Hij heeft de desbetreffende ring, die van zijn oma was, via bezoek van zijn moeder gekregen en op eigen verantwoording ingevoerd. Hij heeft ervoor getekend dat het zoekraken van spullen voor eigen risico is. Daar kan naar zijn mening echter niet onder
vallen dat een groepsleidster zonder zijn toestemming met een andere jeugdige op zijn afgesloten kamer is geweest, terwijl hij op school zat. Daarvoor kan klager onmogelijk verantwoordelijk zijn. De desbetreffende ring, die veel voor hem betekent, lag
los op de tafel in zijn kamer. Onder die tafel lag de voetbal, die de genoemde groepsleidster en jeugdige van zijn kamer hebben gehaald. Men kan hem niet wijs maken dat er toen verder niets is gebeurd.
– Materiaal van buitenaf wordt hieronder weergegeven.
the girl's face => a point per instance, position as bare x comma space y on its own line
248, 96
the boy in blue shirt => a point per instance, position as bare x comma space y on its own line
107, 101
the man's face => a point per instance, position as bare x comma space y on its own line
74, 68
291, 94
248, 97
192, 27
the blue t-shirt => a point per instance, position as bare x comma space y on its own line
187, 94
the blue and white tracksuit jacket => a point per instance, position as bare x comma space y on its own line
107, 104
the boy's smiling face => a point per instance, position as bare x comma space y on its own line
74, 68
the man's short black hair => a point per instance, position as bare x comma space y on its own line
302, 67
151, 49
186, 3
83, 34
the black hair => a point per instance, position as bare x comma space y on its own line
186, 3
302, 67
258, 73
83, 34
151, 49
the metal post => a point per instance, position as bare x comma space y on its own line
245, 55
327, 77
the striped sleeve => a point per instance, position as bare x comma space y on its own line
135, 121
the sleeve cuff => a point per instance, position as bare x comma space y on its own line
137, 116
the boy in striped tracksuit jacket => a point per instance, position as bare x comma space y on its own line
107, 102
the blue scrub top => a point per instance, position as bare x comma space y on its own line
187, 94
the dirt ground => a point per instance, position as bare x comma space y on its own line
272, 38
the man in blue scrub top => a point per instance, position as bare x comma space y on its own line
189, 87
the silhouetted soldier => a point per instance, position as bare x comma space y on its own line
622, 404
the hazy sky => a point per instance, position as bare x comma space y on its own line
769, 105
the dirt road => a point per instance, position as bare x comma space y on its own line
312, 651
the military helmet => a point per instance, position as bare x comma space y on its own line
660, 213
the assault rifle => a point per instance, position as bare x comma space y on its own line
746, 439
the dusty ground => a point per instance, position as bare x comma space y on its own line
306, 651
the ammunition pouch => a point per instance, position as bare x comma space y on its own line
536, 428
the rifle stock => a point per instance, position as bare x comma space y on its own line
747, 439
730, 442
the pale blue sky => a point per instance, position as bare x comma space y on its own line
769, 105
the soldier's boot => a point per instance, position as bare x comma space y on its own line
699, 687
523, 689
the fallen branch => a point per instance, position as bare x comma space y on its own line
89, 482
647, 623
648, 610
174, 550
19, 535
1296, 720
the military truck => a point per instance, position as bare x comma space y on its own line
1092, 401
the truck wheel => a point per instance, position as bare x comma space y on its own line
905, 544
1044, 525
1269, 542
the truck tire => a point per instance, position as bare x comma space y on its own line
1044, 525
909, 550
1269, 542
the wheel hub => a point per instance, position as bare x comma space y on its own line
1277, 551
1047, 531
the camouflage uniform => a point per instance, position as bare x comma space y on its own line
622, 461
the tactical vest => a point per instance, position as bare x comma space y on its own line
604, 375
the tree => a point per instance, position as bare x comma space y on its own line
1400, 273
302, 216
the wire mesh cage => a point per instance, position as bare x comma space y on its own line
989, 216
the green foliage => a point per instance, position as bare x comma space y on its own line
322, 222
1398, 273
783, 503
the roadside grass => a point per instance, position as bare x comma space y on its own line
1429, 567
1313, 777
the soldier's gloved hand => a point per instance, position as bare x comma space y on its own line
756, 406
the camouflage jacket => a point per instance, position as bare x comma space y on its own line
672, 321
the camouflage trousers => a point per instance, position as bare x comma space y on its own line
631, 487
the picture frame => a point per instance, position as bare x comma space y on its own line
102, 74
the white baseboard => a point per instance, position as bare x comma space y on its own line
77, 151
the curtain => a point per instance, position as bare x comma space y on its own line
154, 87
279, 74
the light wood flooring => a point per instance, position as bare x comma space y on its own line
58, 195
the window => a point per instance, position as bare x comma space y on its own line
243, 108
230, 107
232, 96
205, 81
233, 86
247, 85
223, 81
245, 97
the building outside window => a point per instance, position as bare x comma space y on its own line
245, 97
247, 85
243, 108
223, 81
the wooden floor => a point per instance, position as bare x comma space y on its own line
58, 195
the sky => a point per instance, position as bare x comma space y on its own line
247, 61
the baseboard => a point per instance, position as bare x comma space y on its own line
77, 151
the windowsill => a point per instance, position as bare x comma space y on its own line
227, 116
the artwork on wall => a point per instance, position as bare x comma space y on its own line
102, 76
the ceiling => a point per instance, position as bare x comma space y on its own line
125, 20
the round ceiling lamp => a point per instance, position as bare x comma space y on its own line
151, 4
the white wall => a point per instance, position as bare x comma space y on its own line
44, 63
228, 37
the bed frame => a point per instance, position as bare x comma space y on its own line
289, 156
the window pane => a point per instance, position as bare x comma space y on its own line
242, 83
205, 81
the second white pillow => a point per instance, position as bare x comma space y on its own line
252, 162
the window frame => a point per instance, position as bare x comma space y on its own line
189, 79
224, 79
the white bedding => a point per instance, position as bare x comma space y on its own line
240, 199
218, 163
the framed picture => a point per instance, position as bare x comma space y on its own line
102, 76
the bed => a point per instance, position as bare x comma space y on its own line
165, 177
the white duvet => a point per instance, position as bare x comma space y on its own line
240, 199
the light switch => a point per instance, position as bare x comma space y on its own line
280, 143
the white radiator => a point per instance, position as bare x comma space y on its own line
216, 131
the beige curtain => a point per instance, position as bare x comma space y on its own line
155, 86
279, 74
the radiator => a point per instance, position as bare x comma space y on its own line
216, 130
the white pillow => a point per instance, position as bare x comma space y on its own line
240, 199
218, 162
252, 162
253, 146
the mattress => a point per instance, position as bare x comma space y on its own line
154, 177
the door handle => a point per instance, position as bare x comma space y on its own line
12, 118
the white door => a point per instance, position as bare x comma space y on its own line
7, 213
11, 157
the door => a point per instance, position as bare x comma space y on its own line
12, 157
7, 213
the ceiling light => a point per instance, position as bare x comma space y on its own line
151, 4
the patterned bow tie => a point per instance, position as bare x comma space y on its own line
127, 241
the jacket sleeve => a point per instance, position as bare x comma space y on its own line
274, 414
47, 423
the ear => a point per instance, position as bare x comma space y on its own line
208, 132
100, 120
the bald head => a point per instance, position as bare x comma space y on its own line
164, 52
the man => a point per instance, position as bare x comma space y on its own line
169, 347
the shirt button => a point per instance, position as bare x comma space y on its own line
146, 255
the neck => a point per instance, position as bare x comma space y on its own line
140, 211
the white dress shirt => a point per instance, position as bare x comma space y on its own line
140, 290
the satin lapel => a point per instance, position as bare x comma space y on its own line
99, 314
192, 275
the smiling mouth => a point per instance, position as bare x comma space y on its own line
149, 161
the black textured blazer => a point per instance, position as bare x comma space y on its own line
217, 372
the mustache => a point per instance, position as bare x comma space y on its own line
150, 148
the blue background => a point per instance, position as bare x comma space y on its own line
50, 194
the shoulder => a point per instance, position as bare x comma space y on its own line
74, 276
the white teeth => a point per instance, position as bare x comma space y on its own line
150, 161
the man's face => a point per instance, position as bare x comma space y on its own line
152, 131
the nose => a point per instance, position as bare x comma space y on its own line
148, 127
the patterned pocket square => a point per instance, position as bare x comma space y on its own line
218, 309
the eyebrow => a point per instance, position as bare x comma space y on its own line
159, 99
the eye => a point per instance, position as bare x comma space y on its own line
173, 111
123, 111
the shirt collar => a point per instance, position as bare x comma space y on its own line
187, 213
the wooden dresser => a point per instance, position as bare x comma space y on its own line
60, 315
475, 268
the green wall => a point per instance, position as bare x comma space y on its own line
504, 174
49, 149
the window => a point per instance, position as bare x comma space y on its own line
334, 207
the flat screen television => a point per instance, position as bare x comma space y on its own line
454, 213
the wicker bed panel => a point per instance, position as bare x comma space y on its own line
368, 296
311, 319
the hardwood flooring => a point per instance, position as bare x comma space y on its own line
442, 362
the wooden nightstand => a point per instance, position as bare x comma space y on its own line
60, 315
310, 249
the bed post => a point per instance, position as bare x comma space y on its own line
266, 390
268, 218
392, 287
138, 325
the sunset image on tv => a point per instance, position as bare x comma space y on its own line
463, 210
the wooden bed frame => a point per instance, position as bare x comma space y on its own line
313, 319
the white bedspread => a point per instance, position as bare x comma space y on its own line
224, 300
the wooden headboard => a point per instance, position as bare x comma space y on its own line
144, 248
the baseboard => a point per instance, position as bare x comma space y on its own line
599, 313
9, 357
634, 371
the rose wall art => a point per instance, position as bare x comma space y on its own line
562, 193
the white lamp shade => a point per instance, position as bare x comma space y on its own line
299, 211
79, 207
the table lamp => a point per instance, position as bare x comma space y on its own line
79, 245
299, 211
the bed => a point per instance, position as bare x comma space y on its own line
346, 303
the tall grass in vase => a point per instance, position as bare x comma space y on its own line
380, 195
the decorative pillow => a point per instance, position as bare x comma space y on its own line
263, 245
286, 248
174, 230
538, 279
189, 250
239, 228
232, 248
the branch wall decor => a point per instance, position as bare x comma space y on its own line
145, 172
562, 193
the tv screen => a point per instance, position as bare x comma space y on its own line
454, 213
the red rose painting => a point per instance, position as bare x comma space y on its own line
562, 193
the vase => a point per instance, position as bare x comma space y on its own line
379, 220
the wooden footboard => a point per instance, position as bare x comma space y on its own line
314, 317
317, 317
Hij heeft geen verschillende verhalen verteld over het verkrijgen van de desbetreffende ring, men heeft verschillende verhalen opgeschreven. Hij heeft al zijn sieraden op zijn kamer. Nergens blijkt uit dat dit niet zo is. Als hij moet bewijzen dat hij
de ring op zijn kamer had, lijkt het alsof het allemaal aan hem ligt.
Hij heeft pas een week later de vermissing van zijn ring doorgegeven, omdat hij volgens afspraak alleen met zijn mentor dingen mag bespreken en hij deze niet eerder heeft kunnen bereiken. De desbetreffende jeugdige heeft hij er niet op aangesproken.
Klager verblijft niet in de inrichting om anderen aan te spreken, dat is de taak van de groepsleider.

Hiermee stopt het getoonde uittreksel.